Others, though, argue that AFP and PCH weren’t entirely innocent victims of the regulators.

Faced with declining response, “a lot of sweepstakes companies, not just the [stampsheet] agencies, have become more aggressive in marketing,” says Block. “But when one of them says, `We need directions to your house for the Prize Patrol,’ that to me is way over the line.”

“I think the stampsheet agents have suffered from a lot of bad publicity with respect to sweepstakes,” says Robert Cohn, vice president of consumer marketing of several Times Mirror titles, “and they may have pushed the envelope a little too far in terms of creative.”
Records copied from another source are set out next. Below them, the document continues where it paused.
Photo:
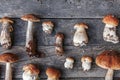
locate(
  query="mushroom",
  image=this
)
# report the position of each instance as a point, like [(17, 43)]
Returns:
[(30, 43), (47, 27), (30, 72), (8, 58), (69, 63), (86, 62), (109, 59), (109, 33), (53, 74), (59, 43), (5, 37), (80, 37)]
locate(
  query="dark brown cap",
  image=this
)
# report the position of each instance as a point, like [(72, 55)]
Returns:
[(6, 19), (110, 19), (31, 68), (109, 59), (8, 58), (30, 17), (53, 73)]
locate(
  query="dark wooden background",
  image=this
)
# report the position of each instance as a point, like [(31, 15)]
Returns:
[(64, 14)]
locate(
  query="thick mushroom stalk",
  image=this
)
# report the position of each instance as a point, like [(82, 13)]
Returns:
[(80, 37), (47, 27), (59, 44), (109, 33), (86, 63), (5, 36)]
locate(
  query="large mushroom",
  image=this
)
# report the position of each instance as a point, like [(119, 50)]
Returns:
[(109, 33), (109, 59), (5, 37), (30, 72), (30, 43), (8, 58), (80, 37)]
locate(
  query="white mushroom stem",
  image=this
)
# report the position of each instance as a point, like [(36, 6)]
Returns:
[(80, 37), (109, 75), (8, 74), (109, 34), (5, 38)]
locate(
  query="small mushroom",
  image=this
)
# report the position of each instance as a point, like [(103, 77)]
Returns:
[(8, 58), (30, 43), (109, 33), (80, 37), (30, 72), (109, 59), (53, 74), (86, 62), (5, 37), (48, 27), (59, 44), (69, 63)]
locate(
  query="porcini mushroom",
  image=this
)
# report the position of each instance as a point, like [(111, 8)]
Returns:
[(109, 33), (8, 58), (5, 37), (86, 62), (47, 27), (53, 74), (109, 59), (30, 72), (59, 43), (69, 63), (80, 37), (30, 43)]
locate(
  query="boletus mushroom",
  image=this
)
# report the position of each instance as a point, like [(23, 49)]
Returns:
[(5, 37), (109, 59), (109, 33), (30, 72), (30, 43), (8, 58), (53, 74)]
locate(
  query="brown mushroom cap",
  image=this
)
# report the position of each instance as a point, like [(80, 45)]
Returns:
[(30, 17), (8, 58), (32, 68), (78, 25), (53, 73), (108, 59), (6, 19), (86, 58), (110, 19)]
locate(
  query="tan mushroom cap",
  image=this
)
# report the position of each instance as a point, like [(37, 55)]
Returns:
[(109, 59), (31, 68), (8, 58), (86, 58), (78, 25), (30, 17), (53, 73), (110, 19), (6, 19)]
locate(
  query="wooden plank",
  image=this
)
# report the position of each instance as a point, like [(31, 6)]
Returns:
[(51, 59), (60, 9)]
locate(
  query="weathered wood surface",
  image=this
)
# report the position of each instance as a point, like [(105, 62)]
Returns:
[(60, 9)]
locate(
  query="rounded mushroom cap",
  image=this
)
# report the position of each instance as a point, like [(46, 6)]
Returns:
[(53, 73), (79, 25), (31, 68), (6, 19), (8, 58), (110, 19), (108, 59), (30, 17), (86, 59)]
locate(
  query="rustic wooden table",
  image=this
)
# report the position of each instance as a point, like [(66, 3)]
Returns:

Blame other factors, too, for the sweeps decline. Mail-in sweepstakes entries are no longer as sexy, for instance, as the instant gratification of legalized gambling, or $60 million Powerballs. Nor do sweeps entries stand out in a cluttered mailbox they way they once did. Even beleaguered Reader’s Digest, one of the venerable sweepstakes promoters, is testing direct response TV and non-sweeps mailings in an effort to broaden its marketing. “This is irrespective of the scrutiny that has been paid to sweepstakes,” says Stephen Morello, spokesperson for Reader’s Digest. “It’s something we feel we need to do to make our marketing efforts more efficient and more effective.”

As sweepstakes marketers, though, AFP and PCH are forced to make the best of bad times. To forestall future problems, PCH has spent two years identifying and removing “vulnerable” customers in its database; AFP has followed suit. Both are also currently working with Congress, along with the Direct Marketing Association and the Magazine Publishers Association, to create national standards for sweepstakes regulations.

“It’s not the norm,” says Cerasale of the unprecedented cooperativeventure. “But at the moment people are confused thinking legitimate sweepstakes promotions are similar to the fraudulent [promotions]. All marketing depends on consumer trust.”

In the end, it’s clear that the stampsheets will likely outlast all the embattlements and regulations. They won’t, however, shake free all their problems. Count on it: Next Super Bowl, despite the clearer, regulation-satisfying stampsheet copy, someone’s uncle will be sitting home, icing a bottle of champagne, waiting in vain for the Prize Patrol.

As one magazine publishing executive puts it, “there will always be people who think they’re Napoleon.”